Birleşik Kamu-İş Konfederasyonu "Asgari Vicdan Yok" başlığı altında açıklamalarda bulundu

Mevcut yapısı nedeniyle siyasi iktidarın kontrolünde olan Asgari Ücret Tespit Komisyonu, 2026 yılı için Asgari Ücret tutarını 28 bin 75 TL olarak açıkladı. Kayıtlı çalışanların yaklaşık yüzde 70’inin asgari ücret ya da yakın ücretlerde maaş aldığı ülkemizde, açıklanan bu tutar siyasi iktidarda asgari düzeyde dahi vicdan olmadığını ortaya koyuyor!

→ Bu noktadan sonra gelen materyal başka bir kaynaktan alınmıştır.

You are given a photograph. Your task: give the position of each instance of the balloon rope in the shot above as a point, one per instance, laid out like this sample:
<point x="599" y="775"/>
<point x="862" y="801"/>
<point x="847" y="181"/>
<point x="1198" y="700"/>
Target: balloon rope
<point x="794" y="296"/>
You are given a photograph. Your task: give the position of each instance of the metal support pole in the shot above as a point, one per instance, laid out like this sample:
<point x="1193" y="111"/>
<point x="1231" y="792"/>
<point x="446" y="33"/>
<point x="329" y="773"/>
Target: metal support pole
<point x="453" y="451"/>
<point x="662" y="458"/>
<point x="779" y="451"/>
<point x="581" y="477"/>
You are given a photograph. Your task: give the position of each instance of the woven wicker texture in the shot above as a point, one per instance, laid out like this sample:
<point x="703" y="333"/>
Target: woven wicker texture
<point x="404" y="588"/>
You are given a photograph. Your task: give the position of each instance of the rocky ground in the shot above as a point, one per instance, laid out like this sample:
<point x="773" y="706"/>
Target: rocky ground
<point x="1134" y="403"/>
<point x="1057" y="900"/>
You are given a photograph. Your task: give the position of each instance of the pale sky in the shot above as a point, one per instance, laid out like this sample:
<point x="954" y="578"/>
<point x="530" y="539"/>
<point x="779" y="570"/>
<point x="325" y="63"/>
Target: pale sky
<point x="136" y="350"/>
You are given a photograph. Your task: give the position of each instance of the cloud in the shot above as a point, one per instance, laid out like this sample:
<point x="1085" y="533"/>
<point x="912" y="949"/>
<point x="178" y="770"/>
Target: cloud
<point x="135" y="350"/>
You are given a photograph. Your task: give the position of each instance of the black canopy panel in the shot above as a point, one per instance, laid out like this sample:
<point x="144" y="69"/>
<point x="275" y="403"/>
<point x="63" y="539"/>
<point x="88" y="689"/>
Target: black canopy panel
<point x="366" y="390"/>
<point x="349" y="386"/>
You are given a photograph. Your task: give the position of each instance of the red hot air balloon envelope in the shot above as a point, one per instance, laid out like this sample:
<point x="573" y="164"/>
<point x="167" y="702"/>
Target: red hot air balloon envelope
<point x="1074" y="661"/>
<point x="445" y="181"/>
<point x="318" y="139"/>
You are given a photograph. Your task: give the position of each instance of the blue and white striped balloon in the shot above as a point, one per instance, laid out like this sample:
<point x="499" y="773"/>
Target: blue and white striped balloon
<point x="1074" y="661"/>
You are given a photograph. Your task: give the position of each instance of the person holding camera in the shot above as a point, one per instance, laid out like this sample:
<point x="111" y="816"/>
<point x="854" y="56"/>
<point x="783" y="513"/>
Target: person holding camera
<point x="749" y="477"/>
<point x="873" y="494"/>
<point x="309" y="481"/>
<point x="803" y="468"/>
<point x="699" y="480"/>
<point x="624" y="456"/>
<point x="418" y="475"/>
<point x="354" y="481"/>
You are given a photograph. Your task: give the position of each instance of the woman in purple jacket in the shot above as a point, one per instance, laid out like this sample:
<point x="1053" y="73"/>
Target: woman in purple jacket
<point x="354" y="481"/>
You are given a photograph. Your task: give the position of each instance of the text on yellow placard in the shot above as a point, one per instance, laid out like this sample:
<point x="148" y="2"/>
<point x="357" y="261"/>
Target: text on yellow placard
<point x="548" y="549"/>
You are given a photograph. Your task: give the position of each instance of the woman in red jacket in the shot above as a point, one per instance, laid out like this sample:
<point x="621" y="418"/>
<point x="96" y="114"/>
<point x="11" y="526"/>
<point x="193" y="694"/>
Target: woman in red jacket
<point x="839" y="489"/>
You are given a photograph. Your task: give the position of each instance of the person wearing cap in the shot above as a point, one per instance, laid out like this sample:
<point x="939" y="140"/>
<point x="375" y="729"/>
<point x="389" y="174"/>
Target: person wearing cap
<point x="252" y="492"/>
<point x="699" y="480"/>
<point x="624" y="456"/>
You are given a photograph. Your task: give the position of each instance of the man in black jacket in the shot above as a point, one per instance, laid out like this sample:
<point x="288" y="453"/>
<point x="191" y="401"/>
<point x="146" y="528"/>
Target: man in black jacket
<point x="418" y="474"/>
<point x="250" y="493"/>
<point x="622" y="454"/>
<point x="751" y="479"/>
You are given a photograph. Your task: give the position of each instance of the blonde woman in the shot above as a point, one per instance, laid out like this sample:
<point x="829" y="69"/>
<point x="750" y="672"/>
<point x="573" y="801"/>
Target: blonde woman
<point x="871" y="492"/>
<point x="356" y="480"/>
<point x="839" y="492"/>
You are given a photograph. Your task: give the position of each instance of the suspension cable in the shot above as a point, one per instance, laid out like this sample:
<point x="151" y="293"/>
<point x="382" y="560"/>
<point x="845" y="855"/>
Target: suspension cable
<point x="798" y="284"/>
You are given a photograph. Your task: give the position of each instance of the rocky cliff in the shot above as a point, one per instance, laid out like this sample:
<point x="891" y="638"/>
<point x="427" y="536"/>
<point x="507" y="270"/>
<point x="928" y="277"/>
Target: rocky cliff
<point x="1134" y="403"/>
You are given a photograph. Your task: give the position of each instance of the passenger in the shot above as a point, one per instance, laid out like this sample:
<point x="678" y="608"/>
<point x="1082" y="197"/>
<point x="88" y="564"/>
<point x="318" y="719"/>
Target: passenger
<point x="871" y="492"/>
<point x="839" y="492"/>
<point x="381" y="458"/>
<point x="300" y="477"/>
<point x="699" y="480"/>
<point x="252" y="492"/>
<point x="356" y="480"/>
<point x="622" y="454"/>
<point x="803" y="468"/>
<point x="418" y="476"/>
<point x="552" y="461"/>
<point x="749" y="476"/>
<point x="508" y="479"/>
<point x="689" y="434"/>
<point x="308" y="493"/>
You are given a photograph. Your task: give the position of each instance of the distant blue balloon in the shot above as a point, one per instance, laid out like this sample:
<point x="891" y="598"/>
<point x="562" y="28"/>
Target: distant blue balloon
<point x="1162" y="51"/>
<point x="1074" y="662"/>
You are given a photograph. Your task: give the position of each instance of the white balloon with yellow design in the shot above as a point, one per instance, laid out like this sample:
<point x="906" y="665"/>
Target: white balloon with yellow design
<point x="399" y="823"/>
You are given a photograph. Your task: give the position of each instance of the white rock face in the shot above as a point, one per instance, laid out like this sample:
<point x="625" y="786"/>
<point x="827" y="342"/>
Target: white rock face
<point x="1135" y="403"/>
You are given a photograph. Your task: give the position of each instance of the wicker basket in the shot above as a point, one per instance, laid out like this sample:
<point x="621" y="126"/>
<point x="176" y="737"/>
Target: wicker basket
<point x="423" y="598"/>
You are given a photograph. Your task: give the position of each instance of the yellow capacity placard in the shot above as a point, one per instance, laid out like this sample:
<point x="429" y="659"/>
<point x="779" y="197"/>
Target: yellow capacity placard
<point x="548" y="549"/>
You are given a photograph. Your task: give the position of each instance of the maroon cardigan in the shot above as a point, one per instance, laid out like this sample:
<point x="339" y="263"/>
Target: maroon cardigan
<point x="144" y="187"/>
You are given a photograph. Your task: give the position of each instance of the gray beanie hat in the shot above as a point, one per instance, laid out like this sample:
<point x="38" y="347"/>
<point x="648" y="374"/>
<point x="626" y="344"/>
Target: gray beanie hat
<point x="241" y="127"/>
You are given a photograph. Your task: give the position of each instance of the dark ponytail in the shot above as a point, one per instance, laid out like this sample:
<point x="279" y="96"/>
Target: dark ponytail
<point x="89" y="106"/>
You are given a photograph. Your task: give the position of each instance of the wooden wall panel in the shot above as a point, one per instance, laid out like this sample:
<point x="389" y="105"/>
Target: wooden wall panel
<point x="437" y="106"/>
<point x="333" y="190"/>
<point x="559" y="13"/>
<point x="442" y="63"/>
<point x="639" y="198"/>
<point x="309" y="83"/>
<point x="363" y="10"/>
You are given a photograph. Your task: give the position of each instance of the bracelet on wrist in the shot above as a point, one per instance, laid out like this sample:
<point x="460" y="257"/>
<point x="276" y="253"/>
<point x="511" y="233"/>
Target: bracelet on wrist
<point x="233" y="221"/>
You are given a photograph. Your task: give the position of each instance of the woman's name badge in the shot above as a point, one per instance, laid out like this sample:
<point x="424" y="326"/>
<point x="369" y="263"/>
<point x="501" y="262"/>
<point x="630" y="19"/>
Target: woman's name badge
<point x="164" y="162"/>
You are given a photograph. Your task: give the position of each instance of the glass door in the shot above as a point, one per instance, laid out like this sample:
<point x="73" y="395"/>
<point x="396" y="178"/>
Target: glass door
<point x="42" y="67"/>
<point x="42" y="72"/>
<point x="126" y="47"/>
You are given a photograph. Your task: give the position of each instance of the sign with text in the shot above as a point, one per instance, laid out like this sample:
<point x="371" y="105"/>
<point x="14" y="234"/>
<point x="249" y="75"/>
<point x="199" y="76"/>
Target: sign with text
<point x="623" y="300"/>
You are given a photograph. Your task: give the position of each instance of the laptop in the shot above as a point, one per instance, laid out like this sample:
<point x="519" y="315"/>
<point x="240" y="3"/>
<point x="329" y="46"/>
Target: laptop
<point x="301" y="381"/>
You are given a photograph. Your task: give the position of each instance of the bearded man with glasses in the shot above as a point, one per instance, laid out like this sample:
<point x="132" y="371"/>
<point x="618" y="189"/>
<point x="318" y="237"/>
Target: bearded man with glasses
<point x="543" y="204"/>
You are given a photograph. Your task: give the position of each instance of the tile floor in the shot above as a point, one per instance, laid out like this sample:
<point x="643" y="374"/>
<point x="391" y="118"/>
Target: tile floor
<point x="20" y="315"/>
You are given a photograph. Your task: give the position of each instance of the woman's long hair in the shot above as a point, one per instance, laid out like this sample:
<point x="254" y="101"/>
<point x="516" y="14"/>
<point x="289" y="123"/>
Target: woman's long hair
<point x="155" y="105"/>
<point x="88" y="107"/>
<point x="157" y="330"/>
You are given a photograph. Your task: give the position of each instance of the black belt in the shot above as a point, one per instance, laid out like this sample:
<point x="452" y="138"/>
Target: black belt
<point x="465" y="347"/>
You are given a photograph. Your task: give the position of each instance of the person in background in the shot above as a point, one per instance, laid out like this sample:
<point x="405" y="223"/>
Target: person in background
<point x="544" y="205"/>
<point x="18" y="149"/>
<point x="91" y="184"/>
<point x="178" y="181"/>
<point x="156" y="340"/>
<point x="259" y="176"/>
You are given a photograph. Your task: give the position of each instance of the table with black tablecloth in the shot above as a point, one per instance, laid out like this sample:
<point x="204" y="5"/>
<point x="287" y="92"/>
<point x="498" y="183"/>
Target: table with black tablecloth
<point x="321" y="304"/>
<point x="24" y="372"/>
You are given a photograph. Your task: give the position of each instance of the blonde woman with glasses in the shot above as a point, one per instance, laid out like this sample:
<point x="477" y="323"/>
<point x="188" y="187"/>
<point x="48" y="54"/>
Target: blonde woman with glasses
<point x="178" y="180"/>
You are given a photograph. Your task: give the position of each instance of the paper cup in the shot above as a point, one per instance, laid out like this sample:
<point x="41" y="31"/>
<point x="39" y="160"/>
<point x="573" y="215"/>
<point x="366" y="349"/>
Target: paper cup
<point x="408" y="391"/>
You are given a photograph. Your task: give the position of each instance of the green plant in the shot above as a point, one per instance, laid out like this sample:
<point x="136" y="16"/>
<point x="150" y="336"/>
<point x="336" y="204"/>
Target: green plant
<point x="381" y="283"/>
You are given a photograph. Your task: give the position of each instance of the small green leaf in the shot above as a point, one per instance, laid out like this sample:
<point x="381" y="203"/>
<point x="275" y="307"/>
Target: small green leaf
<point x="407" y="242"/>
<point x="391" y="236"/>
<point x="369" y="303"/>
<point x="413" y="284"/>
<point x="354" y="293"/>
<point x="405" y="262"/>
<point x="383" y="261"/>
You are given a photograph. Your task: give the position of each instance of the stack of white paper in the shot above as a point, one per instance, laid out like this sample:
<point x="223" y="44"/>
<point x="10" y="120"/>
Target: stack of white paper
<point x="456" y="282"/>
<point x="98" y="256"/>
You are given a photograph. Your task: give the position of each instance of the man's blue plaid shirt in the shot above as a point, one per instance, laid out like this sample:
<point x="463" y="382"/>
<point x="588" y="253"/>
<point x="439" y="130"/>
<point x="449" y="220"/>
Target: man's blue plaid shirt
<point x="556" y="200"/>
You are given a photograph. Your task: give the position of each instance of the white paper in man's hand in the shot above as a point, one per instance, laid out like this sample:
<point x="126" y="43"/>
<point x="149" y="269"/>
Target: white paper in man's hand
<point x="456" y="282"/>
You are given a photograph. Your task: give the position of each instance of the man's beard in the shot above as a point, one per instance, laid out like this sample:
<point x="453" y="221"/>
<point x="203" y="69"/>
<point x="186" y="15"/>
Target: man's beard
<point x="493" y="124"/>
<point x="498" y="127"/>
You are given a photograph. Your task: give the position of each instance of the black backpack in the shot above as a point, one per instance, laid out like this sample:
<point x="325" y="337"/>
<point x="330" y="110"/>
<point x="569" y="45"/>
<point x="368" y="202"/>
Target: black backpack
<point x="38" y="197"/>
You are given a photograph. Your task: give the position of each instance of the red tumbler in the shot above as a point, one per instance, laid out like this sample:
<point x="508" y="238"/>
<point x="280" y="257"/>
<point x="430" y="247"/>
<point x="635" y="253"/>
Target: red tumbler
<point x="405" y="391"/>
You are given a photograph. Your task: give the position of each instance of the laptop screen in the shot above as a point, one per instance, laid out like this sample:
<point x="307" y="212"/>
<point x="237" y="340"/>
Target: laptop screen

Açıklanan bu rakamla birlikte kayıt dışı istihdam da hesaba katıldığında en az 10 milyon emekçi ve onların aileleri tam anlamıyla sefalete mahkum edilmiştir.

Durmadan büyüyen hayat pahalılığıyla, mutfaktaki yangınla, milyonlarca yurttaşımızın geçim sıkıntısıyla asla uyuşmayan yeni asgari ücret, toplumun çok büyük kesiminin daha da büyük bir hızla yoksullaşmasına yol açacaktır.

Konfederasyonumuzun Ar-GE birimi Kamu-Ar’ın araştırmalarına göre Aralık ayı itibariyle açlık sınırı 30 Bin 656 liraya çıkmıştır. Yani açıklanan asgari ücret, daha şimdiden açlık sınırının 2 bin 580 lira altında kalmıştır. Sermayeyle kol kola giren hükümet, yeni asgari ücret kararıyla ülkede emek veren, değer üreten insanlara açlık sınırında yaşamı bile çok görmüştür.

Yine Kamu-Ar’ın güncel araştırmasına göre aralık ayında yoksulluk sınırı 94 bin 913 liraya yükselmiştir. Yani yıllarca meydanlarda “En az 3 çocuk” çağrısı yapıp duranların yarattığı tablo şudur: 2 çocuklu bir anne baba, ikisi de asgari ücretle çalışsa dahi haneleri, yoksulluk sınırının neredeyse sadece yarısına ulaşacaktır. Yoksulluk sınırındaki yıllık artış, bu yılın asgari ücreti kadar artmış, 23 bin 865 liralık bir artış göstermiştir.

Acı gerçekler rakamlarla böylesine ortadayken, 28 bin liralık asgari ücret açıklamak matematikle de, çarşı-pazarın hakikatiyle de, vicdanla da yan yana gelmemektedir. Emek düşmanı politikaların acı meyvesi olarak asgari ücret, ülkede genel ücret haline getirilmişken enflasyonun yakıcılığı görmezden gelerek belirlenen asgari ücret, halkımıza “sen aç kal” demekten başka bir şey değildir.

Bu yılın başında asgari ücretin nasıl belirlendiği hatırlanacak olursa, hükümetin asgari ücreti belirlerken başlıca kriterinin ekonomik gerçekler değil o yılın seçime uzaklığı olduğu anlaşılmaktadır.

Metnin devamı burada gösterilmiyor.